What is the dosing of letermovir (antiviral medication) for patients under 12 years old with Cytomegalovirus (CMV) infection?

Letermovir Dosing for CMV Infection in Children Under 12 Years Old

Letermovir is not FDA-approved for children under 12 years of age, but based on recent clinical evidence, weight-based dosing of 10 mg/kg/day (with a maximum of 480 mg daily, or 240 mg daily when co-administered with cyclosporine) can be used for CMV prophylaxis in pediatric transplant recipients.

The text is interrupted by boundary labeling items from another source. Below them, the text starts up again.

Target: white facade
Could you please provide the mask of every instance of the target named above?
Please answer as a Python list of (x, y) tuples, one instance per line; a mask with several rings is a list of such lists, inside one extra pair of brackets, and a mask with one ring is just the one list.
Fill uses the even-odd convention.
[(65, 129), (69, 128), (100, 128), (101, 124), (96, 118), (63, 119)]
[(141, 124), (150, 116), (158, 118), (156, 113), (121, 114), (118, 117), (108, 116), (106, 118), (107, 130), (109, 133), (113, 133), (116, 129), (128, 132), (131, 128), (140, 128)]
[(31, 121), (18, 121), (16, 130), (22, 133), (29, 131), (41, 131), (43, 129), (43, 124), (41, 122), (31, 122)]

Current Approval Status and Evidence

Letermovir is a CMV terminase complex inhibitor that has been primarily studied and approved for adult populations. The available evidence shows:

• Letermovir is currently only FDA-approved for CMV prophylaxis in adult CMV-seropositive recipients of allogeneic hematopoietic stem cell transplants (HSCT) 1
• Recent clinical studies have begun evaluating letermovir in pediatric populations:
  • A phase 2b study has evaluated letermovir in adolescents (12-18 years) and found that adult dosing (480 mg daily, or 240 mg with cyclosporine) achieved comparable exposure to adults 2
  • Another phase 2b study has investigated letermovir across three pediatric age groups (birth to <2 years, 2 to <12 years, and 12 to <18 years) 3

Dosing Recommendations Based on Available Evidence

For children under 12 years old with CMV infection requiring letermovir:

Weight-Based Approach

• General dosing: 10 mg/kg/day (mean and median dose used in retrospective studies) 4
• Maximum dose: 480 mg daily (or 240 mg daily when co-administered with cyclosporine A) 2, 3

Age-Group Specific Considerations

• Children 2 to <12 years: Adult letermovir dosing (480 mg daily, or 240 mg with cyclosporine) has been shown to achieve exposures generally within the adult reference range 3
• Infants (birth to <2 years): Limited data suggests initial dosing with cyclosporine may require dose increases to achieve target exposure 3

Administration Considerations

• Letermovir can be administered orally or intravenously 1
• For children who cannot swallow tablets, crushing and administration via nasogastric tube has been reported 4
• Treatment should be initiated between day 0 through day 28 post-allogeneic HSCT and continued through day 100 post-transplantation 1

Special Considerations

Hepatic Impairment

• Letermovir is primarily metabolized by hepatic OATP1B1/3 1
• Not recommended for patients with severe hepatic impairment (Child-Pugh class C) 1

Renal Impairment

• No dosage adjustments needed until creatinine clearance (CrCl) falls below 10 mL/min 1
• Monitor serum creatinine when administered to patients with CrCl <50 mL/min 1

Drug Interactions

• Dose should be reduced to 240 mg daily when co-administered with cyclosporine 1, 2
• Potential for drug-drug interactions should be evaluated, as letermovir can interact with CYP enzymes 5

Clinical Efficacy and Safety in Pediatrics

Limited but promising data from retrospective studies show:

• In a study of 17 pediatric patients (median age 12.2 years, range 3.5-19 years), letermovir was effective for both prophylaxis and pre-emptive therapy 6
• In another cohort of 9 pediatric patients (age 4-19 years), only 1 patient experienced low-level CMV viremia while on letermovir prophylaxis 4
• Safety profile appears similar to adults, with only transient mild transaminitis noted in some pediatric patients 4

Important Caveats

• Letermovir lacks coverage against HSV and VZV, so additional prophylaxis for these viruses should be continued 5
• Formal pediatric investigation plans and FDA approval for pediatric use are still pending 6
• Monitoring of CMV viral load should continue during therapy

While awaiting formal approval for pediatric use, these dosing recommendations represent the best available evidence for managing CMV infection in children under 12 years old requiring letermovir.